1

Cloud Function will triggered once a file gets uploaded in the storage, My File Name : PubSubMessage. Inside Text : Hi, this this the first message

from google.cloud import storage
storage_client = storage.Client()

def hello_gcs(event, context):
file = event

bucket = storage_client.get_bucket(file['bucket'])

blob = bucket.blob(file['name'])

contents = blob.download_as_string()
print('contents: {}'.format(contents))

decodedstring = contents.decode(encoding="utf-8", errors="ignore")
print('decodedstring: \n{}'.format(decodedstring))

print('decodedstring: \n{}'.format(decodedstring))

------WebKitFormBoundaryAWAKqDaYZB3fJBhx
Content-Disposition: form-data; name="file"; filename="PubSubMessage.txt"
Content-Type: text/plain

Hi, this this the first line.
Hi ,this is the second line. 

hi this is the space after.
------WebKitFormBoundaryAWAKqDaYZB3fJBhx--

My Requirements.txt file

google-cloud-storage
requests==2.20.0
requests-toolbelt==0.9.1

How do i get the actual string inside the file "Hi, I am the first message....." ?

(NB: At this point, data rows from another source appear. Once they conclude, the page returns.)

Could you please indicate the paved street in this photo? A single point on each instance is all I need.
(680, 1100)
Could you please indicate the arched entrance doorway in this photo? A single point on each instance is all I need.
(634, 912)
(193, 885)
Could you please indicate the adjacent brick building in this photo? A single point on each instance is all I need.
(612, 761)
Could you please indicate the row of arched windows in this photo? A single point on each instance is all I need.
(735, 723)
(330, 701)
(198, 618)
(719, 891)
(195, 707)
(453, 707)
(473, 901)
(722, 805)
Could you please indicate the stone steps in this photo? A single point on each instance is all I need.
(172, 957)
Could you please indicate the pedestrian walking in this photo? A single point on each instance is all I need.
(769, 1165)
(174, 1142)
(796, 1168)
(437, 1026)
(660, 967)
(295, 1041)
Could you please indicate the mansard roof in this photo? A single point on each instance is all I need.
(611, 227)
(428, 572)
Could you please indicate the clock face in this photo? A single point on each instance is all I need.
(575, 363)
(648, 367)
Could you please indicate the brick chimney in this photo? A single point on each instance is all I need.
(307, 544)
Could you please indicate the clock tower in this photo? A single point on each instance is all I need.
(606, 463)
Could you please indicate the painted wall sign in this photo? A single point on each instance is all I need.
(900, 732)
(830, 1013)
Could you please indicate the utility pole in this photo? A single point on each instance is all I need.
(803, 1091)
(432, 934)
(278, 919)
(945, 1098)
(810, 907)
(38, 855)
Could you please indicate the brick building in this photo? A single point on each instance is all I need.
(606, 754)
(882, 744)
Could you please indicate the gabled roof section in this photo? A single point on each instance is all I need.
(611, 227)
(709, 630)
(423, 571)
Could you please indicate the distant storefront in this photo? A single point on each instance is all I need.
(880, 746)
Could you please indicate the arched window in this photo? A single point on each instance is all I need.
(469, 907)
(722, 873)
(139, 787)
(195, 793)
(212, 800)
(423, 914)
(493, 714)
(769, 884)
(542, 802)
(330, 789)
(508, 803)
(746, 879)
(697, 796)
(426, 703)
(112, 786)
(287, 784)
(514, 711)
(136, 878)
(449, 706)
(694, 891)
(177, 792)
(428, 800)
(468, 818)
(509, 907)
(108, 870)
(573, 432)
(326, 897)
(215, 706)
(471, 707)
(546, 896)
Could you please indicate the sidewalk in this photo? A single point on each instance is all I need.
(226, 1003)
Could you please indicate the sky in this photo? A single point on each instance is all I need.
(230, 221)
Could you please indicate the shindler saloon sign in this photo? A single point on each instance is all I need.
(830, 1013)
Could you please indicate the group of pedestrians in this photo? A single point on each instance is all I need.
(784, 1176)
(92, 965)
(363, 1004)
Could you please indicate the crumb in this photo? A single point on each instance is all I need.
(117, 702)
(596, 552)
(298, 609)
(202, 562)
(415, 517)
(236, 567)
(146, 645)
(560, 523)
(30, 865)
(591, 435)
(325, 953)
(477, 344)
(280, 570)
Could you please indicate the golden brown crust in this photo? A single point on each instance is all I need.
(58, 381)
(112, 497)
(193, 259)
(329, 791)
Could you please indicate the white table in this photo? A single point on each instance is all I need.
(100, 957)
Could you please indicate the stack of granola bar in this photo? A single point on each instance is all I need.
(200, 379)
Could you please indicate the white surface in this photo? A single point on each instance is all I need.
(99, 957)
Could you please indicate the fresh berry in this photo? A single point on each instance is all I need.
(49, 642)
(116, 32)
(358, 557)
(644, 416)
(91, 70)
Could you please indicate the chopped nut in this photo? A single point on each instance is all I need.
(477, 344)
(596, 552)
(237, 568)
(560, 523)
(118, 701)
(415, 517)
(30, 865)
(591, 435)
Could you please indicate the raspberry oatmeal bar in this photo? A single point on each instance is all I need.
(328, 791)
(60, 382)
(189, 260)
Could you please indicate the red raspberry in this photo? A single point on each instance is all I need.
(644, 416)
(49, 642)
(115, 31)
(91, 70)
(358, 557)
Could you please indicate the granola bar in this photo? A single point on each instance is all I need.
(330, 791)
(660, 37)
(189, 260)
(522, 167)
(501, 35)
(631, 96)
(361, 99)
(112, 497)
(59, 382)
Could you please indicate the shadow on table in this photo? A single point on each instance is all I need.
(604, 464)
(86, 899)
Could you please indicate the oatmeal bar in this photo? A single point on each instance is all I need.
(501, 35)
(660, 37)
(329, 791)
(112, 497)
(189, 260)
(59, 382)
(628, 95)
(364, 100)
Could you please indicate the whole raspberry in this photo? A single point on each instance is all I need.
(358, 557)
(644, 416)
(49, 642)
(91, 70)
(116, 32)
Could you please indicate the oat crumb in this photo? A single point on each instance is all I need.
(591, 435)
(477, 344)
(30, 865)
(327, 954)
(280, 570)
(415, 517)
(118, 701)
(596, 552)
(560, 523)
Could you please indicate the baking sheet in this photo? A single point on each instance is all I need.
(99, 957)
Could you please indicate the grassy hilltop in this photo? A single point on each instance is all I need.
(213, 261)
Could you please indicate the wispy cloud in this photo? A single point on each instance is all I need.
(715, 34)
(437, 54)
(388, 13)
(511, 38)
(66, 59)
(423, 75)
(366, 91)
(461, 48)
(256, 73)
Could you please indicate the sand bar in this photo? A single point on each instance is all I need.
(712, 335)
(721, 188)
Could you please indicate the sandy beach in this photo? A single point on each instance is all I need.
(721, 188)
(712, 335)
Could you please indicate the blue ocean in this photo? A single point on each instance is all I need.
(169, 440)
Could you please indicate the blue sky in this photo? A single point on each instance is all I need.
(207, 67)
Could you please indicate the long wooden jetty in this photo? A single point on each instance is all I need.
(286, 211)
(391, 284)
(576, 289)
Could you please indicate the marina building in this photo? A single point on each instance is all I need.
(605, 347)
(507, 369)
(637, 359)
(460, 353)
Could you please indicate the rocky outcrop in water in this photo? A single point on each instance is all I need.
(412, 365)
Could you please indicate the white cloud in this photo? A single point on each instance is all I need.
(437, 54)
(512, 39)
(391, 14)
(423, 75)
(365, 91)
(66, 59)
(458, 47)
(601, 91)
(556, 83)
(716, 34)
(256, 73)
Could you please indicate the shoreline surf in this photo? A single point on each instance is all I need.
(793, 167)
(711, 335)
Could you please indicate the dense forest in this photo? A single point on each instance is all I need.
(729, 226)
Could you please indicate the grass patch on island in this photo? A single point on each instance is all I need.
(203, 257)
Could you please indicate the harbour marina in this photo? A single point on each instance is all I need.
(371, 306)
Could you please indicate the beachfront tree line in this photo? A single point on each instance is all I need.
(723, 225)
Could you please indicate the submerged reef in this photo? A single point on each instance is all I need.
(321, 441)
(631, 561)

What is the best possible way to get the text from a file? TIA

Kamal Garg
  • 107
  • 1
  • 2
  • 9
  • I see you've edited your post to include further things you want to do once you read the string inside the file, but I think it would be better to [split them into one or more separate questions](https://meta.stackexchange.com/questions/39223/one-post-with-multiple-questions-or-multiple-posts). – Rafael Almeida Jun 24 '20 at 14:27
  • @RafaelAlmeida i didnt tried those 2 things as i am stuck with getting the text part. – Kamal Garg Jun 24 '20 at 14:48
  • @RafaelAlmeida I tried that code but its failing. i have updated my question with the code. please help. not sure y its not working – Kamal Garg Jun 24 '20 at 14:54
  • From a quick look, it appears an indent problem, you're missing three spaces before the `print` in the last two lines. If this does not solve the problem, please include the error message you're getting. – Rafael Almeida Jun 24 '20 at 15:00
  • @RafaelAlmeida if its an indent problem, cloud functions throws a compilation error. Bigger problem is there is no proper error coming in logs. its just saying crashed with no other info but i am sure that its not an indent problem – Kamal Garg Jun 24 '20 at 15:15
  • That's a bit harder to debug then. You might try increasing the memory allocation if it's currently small enough that the addition and use of the extra lib caused you to run out of memory. Otherwise, try to [debug locally](https://stackoverflow.com/a/53700497/89303) and/or "debug by bisection": try removing (or "commenting out") large parts of the code until you find the exact line causing the crash. Since your code is small, you may even just create a new function and test "line-by-line" with successive deployments. – Rafael Almeida Jun 24 '20 at 15:29
  • @RafaelAlmeida its printing the 'contents' if i remove the code below it but its not working after multipart_data – Kamal Garg Jun 24 '20 at 15:38
  • It might be related to the encoding, since the default encoding in `from_response` is `utf-8`, and you seem to be passing a byte string. Maybe try converting it into a UTF-8 string with `contents.decode('utf-8')` first? I'd still recommend you try to increase the memory and debug locally as well, this way you might at least get a better error message you can add into the question. – Rafael Almeida Jun 24 '20 at 16:04
  • @RafaelAlmeida I tried, its not working. from_response method requires a response object to access the response.content but ours is just a string. Error says str object has no attribute content. Here is link i am looking but its AWS Lambda. they are hardcoding it in some part or getting things from aws lamba context object which is not a part of gcp functions :-------https://stackoverflow.com/questions/50925083/parse-multipart-request-string-in-python/50928156 – Kamal Garg Jun 25 '20 at 10:42
  • Can you tell us more about the context? The function is being triggered from an upload in Storage, alright, but do you have any control over the uploads themselves? It appears the body of a multipart form was uploaded without the headers, you should save both if you can. If this is not an option, you could assume the structure remains the same and the first line always contains the boundary, but then it's getting further into "handmade parser" territory. – Rafael Almeida Jun 25 '20 at 14:52
  • Actually we have different types of files coming from different sources and we have to process them and push it in a database. What is the best suitable solution for it? What extra metadata or info shud I pass to make things clean and easy plus how can I parse it ? I tried a lot but not getting it.Please help – Kamal Garg Jun 25 '20 at 19:10

2 Answers2

3

The string you read from Google Storage is a string representation of a multipart form. It contains not only the uploaded file contents but also some metadata. The same kind of request may be used to represent more than one file and/or form fields along with a file.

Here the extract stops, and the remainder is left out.